Normal rock salt, whether traditional brown salt (council grit), or purer white marine salt, are deemed unsuitable for the treatment of artificial surfaces. For a start, the large granule sizes of this salt mean it will not percolate fully down through the fibres to the base of the surface. Secondly, such salts, being naturally formed, can contain nutrients which may provide a resource for various algae and moss to form within the surface. As such, what is required is a salt free from impurities and with a grain size so small it will permeate the vast majority spaces within the surface and thereby reduce the likelihood of ice formation.
This is where Pure Dried Vacuum (PDV) salt emerges as the de-icer of choice for artificial sports surfaces. With a minimum 99.9% sodium chloride content, the active ingredient in de-icing, customers receive full value for money. This purity ensures no dirty residues and no nutrients or insoluble material remains once the de-icing process is complete. This removes the possibility of organic materials such as seeds from latching on and creating a base for algae, moss or plants to grow. Furthermore, as over 97% of particles are 0.5 millimetres or less, this ensures penetration into the smallest spaces and therefore provides a thorough de-icing effect throughout the artificial surface.
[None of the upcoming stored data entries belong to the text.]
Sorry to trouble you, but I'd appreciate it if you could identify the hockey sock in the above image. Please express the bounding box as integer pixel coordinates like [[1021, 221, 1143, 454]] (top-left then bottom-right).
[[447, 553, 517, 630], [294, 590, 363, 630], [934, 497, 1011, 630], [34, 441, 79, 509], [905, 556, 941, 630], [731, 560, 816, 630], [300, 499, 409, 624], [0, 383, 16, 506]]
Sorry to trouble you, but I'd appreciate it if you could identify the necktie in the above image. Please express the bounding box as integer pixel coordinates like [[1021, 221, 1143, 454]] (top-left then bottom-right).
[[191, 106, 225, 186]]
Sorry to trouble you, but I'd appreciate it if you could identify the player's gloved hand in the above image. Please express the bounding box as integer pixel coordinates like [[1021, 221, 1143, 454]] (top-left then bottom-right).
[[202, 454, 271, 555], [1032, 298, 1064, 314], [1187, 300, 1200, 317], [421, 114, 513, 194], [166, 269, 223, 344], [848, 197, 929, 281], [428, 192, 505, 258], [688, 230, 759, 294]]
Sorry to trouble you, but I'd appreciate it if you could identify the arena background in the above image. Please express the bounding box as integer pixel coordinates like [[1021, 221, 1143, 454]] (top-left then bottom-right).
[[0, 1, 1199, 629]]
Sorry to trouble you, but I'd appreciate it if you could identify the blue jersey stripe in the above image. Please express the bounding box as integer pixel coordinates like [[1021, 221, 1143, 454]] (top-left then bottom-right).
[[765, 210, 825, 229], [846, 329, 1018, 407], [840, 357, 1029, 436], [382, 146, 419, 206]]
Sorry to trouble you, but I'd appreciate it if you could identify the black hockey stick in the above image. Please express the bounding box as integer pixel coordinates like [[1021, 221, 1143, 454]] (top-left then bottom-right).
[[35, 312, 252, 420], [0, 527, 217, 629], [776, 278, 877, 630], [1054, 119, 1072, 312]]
Prevention is often better than cure. It is always advisable to treat a surface with a de-icer prior to the onset of frost or ice. The recommended application rate of PDV would be in the region of 15-20 grammes per square metre, although local conditions may dictate a slightly higher or lower application (the experience of those involved will usually determine what action to take). Nevertheless, at the stated application rate, a single 25 Kg bag will be enough to de-ice between around 1200 to 1600 square metres.